Le Conseil constitutionnel s’est prononcé, le 13 juillet 2018, sur la conformité de dispositions législatives régissant l’organisation des élections professionnelles au sein des entreprises. Plusieurs questions prioritaires de constitutionnalité contestaient l’absence de scrutins partiels suite à l’annulation de mandats pour méconnaissance des règles de parité intégrale. La chambre sociale de la Cour de cassation a transmis ces interrogations au juge constitutionnel par plusieurs arrêts rendus le 16 mai 2018. Les requérants soutenaient que le législateur portait une atteinte excessive au principe constitutionnel de participation des travailleurs à la détermination de leurs conditions de travail. Ils dénonçaient également une méconnaissance de l’objectif de parité et une incompétence négative du législateur dans la rédaction des textes applicables. La question posée résidait dans la constitutionnalité de l’interdiction d’organiser des élections partielles lorsque les vacances résultent d’une annulation juridictionnelle pour non-respect de la parité. Le Conseil constitutionnel a censuré les dispositions litigieuses en raison de l’atteinte manifestement disproportionnée portée au principe de participation des travailleurs. L’analyse de cette décision suppose d’envisager la rigueur du mécanisme de sanction électorale avant d’étudier la consécration du principe de participation comme limite au législateur.
I. L’annulation électorale dépourvue de mécanisme de remplacement
A. Le mécanisme législatif de sanction de la parité
La loi du 17 août 2015 a instauré des règles strictes concernant la représentation équilibrée des femmes et des hommes dans les instances représentatives du personnel. Le juge doit annuler l’élection de certains élus si la liste de candidats ne respecte pas les proportions de chaque sexe du collège électoral. Cette sanction vise à contraindre les organisations syndicales à une composition paritaire des listes lors de la constitution des candidatures pour les élections. Le Conseil constitutionnel relève que cette mesure tend à « inciter ces dernières à respecter les règles contribuant à la représentation équilibrée des femmes et des hommes ». L’annulation des élus du sexe surreprésenté constitue donc le bras armé de cette politique de mixité professionnelle au sein des entreprises.
B. L’interdiction automatique du scrutin partiel
L’article L. 2314-7 du code du travail précisait que l’organisation d’élections partielles n’était pas applicable en cas d’annulation prononcée pour non-respect de la parité.

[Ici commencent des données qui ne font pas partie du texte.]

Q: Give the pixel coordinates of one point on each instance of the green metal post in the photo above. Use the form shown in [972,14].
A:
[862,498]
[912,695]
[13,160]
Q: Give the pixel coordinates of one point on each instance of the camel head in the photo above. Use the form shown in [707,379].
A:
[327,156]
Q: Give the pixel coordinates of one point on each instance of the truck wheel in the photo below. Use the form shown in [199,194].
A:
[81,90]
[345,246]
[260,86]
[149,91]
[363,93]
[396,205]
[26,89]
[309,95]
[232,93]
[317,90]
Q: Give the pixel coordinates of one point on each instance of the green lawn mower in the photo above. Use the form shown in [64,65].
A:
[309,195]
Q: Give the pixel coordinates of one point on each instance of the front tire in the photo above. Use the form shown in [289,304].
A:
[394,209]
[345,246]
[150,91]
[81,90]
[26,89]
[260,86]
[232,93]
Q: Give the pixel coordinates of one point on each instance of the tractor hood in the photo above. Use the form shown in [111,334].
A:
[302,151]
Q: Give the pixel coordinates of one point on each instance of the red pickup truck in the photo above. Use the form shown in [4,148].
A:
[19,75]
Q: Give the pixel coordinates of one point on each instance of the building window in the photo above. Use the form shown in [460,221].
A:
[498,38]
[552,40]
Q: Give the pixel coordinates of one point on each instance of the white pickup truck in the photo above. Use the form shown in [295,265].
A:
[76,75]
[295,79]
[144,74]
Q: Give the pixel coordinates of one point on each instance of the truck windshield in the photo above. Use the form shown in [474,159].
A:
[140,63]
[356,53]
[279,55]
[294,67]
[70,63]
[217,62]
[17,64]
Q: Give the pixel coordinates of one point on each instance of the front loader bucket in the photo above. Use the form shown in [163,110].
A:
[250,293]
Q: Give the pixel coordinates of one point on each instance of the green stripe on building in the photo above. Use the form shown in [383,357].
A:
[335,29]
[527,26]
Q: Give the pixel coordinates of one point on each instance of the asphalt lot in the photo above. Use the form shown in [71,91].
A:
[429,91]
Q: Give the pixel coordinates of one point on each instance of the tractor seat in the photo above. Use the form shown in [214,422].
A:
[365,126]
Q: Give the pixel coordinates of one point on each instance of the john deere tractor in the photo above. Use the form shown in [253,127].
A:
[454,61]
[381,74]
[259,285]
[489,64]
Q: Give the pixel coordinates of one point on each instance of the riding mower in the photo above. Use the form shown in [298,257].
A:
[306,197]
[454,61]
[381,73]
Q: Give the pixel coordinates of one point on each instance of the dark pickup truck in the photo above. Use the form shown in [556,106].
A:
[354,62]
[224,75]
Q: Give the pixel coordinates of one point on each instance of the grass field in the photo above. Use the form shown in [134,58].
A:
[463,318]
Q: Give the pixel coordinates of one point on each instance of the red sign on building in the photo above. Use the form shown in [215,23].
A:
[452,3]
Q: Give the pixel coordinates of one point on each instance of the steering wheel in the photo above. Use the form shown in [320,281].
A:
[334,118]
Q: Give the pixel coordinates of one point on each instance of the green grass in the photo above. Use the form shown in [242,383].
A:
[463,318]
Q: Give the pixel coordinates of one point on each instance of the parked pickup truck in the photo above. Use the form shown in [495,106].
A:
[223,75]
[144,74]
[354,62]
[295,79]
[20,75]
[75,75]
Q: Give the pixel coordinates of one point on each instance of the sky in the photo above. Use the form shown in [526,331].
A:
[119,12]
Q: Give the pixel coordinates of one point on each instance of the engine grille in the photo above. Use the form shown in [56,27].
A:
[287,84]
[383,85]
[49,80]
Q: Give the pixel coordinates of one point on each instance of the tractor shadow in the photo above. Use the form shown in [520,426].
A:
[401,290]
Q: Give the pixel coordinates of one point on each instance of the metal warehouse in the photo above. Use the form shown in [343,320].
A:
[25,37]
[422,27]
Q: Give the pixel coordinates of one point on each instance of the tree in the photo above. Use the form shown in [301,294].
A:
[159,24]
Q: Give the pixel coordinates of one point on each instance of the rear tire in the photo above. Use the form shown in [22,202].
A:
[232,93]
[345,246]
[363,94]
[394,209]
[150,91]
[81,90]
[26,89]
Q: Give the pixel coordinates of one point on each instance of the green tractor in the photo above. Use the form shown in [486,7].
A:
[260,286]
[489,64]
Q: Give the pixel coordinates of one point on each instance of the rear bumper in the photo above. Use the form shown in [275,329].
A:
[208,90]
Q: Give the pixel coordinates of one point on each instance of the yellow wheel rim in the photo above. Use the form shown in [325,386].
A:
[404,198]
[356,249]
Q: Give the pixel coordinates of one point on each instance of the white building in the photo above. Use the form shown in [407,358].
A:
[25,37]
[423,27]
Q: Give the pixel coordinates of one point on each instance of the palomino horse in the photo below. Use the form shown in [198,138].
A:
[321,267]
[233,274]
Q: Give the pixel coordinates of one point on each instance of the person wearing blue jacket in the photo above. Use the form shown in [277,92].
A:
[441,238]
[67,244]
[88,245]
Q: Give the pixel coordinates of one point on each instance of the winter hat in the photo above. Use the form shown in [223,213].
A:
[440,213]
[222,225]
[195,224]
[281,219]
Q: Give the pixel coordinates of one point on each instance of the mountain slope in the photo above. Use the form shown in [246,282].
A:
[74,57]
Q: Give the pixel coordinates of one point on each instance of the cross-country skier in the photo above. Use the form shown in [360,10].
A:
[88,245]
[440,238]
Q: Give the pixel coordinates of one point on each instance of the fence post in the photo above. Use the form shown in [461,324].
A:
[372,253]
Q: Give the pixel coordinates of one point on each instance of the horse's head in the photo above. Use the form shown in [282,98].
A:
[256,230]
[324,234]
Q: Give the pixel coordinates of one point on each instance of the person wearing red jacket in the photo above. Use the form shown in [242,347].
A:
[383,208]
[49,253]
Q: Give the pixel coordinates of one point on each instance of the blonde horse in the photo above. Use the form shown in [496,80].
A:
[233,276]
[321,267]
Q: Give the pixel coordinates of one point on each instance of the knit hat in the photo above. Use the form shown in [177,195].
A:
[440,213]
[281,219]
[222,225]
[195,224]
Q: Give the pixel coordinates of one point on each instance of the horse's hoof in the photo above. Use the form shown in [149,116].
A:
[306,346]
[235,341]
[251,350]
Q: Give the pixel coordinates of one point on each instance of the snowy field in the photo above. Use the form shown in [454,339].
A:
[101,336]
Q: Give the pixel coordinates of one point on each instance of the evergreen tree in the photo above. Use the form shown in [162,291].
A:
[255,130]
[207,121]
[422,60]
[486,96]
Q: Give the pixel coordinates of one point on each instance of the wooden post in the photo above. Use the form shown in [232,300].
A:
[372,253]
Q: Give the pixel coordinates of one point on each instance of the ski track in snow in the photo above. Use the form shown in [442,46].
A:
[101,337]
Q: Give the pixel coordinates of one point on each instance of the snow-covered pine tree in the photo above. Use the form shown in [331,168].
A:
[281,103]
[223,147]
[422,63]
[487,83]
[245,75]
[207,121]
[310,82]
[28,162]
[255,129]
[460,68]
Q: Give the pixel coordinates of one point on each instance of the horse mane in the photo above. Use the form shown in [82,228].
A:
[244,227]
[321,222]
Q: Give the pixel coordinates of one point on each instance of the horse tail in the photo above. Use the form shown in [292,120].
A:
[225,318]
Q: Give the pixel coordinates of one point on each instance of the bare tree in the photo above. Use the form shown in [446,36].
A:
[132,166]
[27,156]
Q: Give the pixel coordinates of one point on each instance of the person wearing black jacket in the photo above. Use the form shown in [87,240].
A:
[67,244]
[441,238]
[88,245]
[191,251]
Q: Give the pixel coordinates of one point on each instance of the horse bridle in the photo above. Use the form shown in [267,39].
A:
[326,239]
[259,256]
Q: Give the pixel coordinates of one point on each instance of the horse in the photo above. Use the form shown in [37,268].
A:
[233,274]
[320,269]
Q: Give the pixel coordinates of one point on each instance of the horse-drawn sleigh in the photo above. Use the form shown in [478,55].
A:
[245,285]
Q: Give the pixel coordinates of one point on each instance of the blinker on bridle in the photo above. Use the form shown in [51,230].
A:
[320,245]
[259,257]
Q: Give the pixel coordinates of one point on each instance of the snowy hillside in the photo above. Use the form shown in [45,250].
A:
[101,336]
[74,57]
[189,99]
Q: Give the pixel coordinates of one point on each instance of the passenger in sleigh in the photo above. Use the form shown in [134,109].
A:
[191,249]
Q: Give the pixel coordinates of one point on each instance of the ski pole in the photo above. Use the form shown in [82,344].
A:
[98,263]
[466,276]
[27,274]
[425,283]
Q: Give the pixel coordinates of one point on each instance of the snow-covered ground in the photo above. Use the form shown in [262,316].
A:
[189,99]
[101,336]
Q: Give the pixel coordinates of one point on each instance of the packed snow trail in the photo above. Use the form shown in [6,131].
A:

L’employeur se trouvait ainsi légalement dispensé de pourvoir les sièges devenus vacants, quelle que soit la durée des mandats restant à courir jusqu’au terme. Le législateur souhaitait éviter que l’employeur supporte les conséquences de carences imputables exclusivement aux choix de présentation des listes par les organisations syndicales. Cette dispense de scrutin partiel créait cependant une vacance durable des sièges au sein de la délégation du personnel ou du comité d’entreprise concerné. La rigueur du texte ne prévoyait aucune exception, même si la vacance de postes empêchait structurellement le fonctionnement normal de l’institution représentative du personnel.
Cette absence de remplacement des élus annulés interroge cependant la survie concrète du dialogue social au sein de l’entité économique où les mandats sont vacants.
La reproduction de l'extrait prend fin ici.